Kathleen Kingsbury
As the 20th century closed, I sat as a teenager in a lecture hall and listened to Henry Kissinger declare that China would soon be the next global superpower — and all young Americans needed to know more about it.
For reasons I still can’t fully explain, the message resonated. I began studying Mandarin that same year and took my first trip to Asia, arriving in Hong Kong just two days before Britain handed the territory over to Chinese rule. I’d return several times to live in and report from Shanghai, Beijing and Hong Kong.
Kissinger was right, of course, though one could argue that he never quite grasped the threat of what his own China mentor, Richard Nixon, saw as an unrelenting authoritarian regime that exists to “nurture its fantasies, cherish its hates and threaten its neighbors.”

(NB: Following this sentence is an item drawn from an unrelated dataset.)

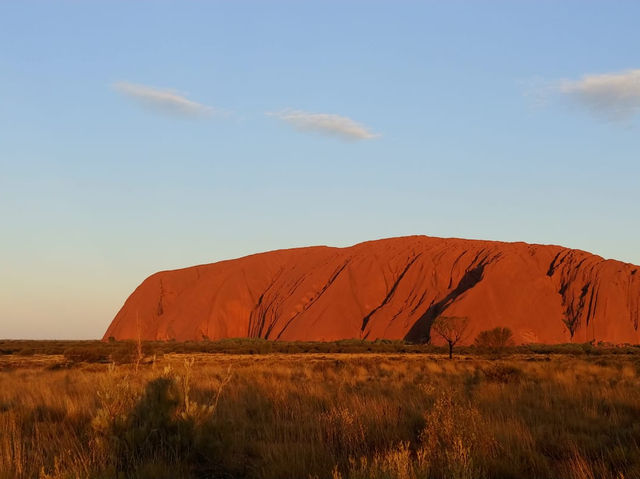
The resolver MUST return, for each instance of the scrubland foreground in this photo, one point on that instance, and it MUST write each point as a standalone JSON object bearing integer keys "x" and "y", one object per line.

As both The Times’s news and opinion pages have extensively documented, as its economy and industrial policies drove generational change, China has corralled as many as a million ethnic Uighurs and other religious minorities into internment camps. It has denied basic human rights to its citizens. It has smothered any hint of political opposition. And it has made menacing moves, through militarization and land grabs, toward the United States and its regional rivals.
Today, we are publishing an Op-Ed by Fu Ying, a government official in China, which gives insight — in both what it says and what it doesn’t — into the thinking in Beijing in 2020. Ms. Fu is an important person in China’s government — much more important than her titles convey. She is among the highest-ranking women in China and generally considered a moderate.
So far, this Op-Ed is the only official statement, beyond the usual platitudes, that has come from the government about the election of Joe Biden to the presidency, and for that reason we thought it was worth publishing. There’s no denying that U.S.-China relations have been damaged over the past four years. Ms. Fu is setting out the terms under which her government plans to work with a new Biden administration.
Those terms, which include both veiled threats and olive branches, could have significant consequences for American foreign policy for the rest of our lifetimes. Ms. Fu believes that our militaries should be talking at the strategic level. She sees room for cooperation on climate change, public health and digital security. “To tackle these challenges, China and the United States should join hands and cooperate with all other concerned parties,” she writes. “Only then can multilateralism continue to bring hope for the betterment of humankind.”
It’s a key sentiment — the need for multilateral cooperation — and one that Biden and his team also seem committed to. At the same time, as every president since Richard Nixon could tell you, the question with China always is: at what price?